The Chinese leader made a state visit to Britain in 2015 when he and the then-prime minister, David Cameron shared a selfie with Manchester City’s Sergio Aguero.
In comments on Thursday, Mr Xi set out four goals for improved ties. He proposed a joint and “strategic” policy approach to the bilateral relationship. This could be achieved by enhanced economic and trade cooperation. Beijing and London could also join forces as permanent members of the United Nations Security Council and at institutions like the World Trade Organisation and G20. Lastly he looked for more tourist and other personal contacts between the two states
"We must strengthen the pragmatism of Sino-British relations in the golden era, and push economic and trade cooperation between the two countries to a new level," Mr Xi said.
The Chinese have been keen to secure greater British involvement in the One Belt, One Road initiative which has seen Beijing back infrastructure projects that would revive the ancient Silk Road that once connected east and west.

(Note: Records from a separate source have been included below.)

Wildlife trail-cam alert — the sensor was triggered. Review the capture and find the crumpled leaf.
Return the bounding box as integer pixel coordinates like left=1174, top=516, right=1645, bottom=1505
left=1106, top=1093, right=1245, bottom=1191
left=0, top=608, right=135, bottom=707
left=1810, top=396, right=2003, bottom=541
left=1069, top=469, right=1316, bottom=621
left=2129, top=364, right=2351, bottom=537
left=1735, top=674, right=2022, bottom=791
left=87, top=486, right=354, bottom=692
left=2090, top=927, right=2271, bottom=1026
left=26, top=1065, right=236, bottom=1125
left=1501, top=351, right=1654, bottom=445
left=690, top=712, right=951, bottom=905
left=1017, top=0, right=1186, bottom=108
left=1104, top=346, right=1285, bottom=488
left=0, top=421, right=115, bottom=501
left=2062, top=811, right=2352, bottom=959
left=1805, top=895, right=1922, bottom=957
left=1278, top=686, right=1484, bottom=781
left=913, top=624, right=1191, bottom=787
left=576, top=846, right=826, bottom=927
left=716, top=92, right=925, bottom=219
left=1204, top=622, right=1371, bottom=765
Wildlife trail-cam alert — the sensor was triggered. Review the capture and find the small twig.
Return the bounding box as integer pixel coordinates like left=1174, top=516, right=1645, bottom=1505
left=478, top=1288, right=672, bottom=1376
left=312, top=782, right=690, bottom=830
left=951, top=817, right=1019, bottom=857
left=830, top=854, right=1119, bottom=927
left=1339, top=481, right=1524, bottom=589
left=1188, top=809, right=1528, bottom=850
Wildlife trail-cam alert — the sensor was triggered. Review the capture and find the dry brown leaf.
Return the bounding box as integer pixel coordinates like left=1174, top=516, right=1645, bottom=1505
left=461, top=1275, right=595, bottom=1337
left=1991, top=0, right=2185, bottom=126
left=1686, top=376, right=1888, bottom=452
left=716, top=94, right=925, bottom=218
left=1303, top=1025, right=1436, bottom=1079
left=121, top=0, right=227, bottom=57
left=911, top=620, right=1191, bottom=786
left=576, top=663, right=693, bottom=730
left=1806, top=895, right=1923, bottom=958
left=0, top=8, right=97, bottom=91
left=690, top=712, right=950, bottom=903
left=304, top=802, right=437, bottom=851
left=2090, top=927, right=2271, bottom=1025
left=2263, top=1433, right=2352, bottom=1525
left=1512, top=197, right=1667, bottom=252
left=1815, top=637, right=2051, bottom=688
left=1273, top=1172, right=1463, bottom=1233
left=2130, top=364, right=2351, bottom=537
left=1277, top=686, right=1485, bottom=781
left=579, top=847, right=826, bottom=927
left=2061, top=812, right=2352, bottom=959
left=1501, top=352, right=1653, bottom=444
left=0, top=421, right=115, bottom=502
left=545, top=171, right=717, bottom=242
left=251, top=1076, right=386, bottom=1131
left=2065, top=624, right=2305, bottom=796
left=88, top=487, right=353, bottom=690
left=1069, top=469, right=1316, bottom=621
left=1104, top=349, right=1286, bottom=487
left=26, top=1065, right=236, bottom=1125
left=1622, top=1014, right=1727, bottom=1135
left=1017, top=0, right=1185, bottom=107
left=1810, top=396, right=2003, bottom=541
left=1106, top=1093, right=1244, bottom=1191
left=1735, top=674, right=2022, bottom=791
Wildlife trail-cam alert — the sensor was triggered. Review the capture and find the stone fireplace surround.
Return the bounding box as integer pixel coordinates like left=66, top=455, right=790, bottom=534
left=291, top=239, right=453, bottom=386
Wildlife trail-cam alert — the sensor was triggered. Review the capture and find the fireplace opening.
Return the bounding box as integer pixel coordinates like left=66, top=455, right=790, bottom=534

On Mrs May's first official visit to China since she took office in 2016, officials have been keen to portray the trip as a breakthrough for the self-effacing prime minister. A cabinet minister on the visit, Liam Fox, the international trade secretary, said he wished the people of Britain could see Theresa May as the rest of the world sees their leader.
She herself appeared surprised when the state TV interviewer said she was known as “Auntie May” in the world’s most populous country.
“A lot of Chinese people would affectionately call you, in Chinese, ‘Auntie May,” he said. “You’re one of the members of the family. Do you like that?”
After a momentary pause, Mrs May smiled. “Oh, thank you,” she said. “Thank you very much indeed. I’m honoured by that. Thank you.”
There was more of the personal touch at tea ceremony with Xi and his wife Peng Liyuan. Philip May cheered when he was served Lapsang Souchong tea. “We drink that,” he told Mrs Peng.